The IRA Charitable Rollover provides you with an excellent opportunity to give a gift during your lifetime from an asset that would be subject to multiple levels of taxation if it remained in your taxable estate.

To qualify

  • You must be age 70 ½ or older at the time of gift.
  • Transfers must be made directly from a traditional IRA account by your IRA administrator to Moravian. Funds that are withdrawn by you and then contributed do NOT qualify. Gifts from 401k, 403b, SEP and other plans do not qualify.
  • Gifts must be outright. Distributions to donor advised funds or life-income arrangements such as Charitable Remainder Trusts (CRT) and charitable gift annuities (CGA) or to obtain other benefits such as tickets to athletics events, do not qualify.

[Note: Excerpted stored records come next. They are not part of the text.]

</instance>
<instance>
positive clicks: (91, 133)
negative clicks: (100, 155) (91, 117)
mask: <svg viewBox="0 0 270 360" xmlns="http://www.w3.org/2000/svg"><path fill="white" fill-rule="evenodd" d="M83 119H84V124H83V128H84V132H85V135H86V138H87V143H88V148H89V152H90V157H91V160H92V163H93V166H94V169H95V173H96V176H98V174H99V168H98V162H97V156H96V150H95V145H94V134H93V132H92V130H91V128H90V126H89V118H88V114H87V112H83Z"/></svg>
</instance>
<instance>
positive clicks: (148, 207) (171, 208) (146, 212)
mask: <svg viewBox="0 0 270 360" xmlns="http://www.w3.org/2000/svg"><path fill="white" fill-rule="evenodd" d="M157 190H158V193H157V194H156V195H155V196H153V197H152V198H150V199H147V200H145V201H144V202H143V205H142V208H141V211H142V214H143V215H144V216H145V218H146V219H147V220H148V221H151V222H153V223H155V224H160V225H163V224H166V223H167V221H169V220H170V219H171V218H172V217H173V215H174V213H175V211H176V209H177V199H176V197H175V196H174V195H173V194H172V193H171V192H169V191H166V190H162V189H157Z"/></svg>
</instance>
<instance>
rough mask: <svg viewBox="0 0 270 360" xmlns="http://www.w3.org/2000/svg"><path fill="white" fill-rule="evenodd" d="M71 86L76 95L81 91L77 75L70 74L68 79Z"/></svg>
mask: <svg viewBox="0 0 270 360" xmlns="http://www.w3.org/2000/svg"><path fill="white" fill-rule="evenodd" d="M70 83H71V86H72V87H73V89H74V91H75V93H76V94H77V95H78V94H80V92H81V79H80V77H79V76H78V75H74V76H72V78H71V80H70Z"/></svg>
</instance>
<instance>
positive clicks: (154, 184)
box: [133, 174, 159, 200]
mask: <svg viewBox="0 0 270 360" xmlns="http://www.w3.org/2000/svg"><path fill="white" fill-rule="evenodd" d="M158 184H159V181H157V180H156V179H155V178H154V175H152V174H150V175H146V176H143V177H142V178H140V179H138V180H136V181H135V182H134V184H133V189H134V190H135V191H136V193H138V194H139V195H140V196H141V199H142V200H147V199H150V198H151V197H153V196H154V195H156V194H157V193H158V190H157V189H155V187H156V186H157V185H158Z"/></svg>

Benefits of Qualified Charitable Distributions

  • Can total up to $108,000.
  • Are not included in your gross income for federal income tax purposes on your IRS Form 1040 (no charitable deduction is available, however).
  • Count towards your required minimum distribution, if you have one.

Life Income Gift CAA 2023 allows for a one-time distribution to create a life-income gift, most commonly a CGA and charitable remainder unitrusts or annuity trusts. This new type of Qualified Charitable Distribution (QCD) is a one-time maximum transfer of $54,000 to a qualified CRT, or in exchange with a charity for a CGA. *Important terms and conditions apply. Please contact our office or your financial advisor. This type of gift will reduce the value of your IRA, therefore reducing your future RMDs (as they will be based on the lower value). Also, a CGA provides a constant guaranteed lifetime stream of revenue. Using a distribution from your IRA to create an annuity is a savvy way to diversify your holdings and lock in a great return.

As always, we recommend that you consult a qualified advisor before making a new gift commitment.

Example

Jane wants to contribute to Moravian University. She is 73* and is required to take a minimum distribution of $20,000 from her IRA but does not need the income. She can authorize the administrator of her IRA to transfer $20,000 to Moravian. The $20,000 distributed to Moravian will not be subject to federal tax and will be counted toward her annual minimum required distribution.

*Note that under the Secure Act 2.0, the age at which you are required to make minimum distributions (RMD) was raised to age 73 for individuals born between 1951 and 1959, and age 75 for those born in 1960 or later.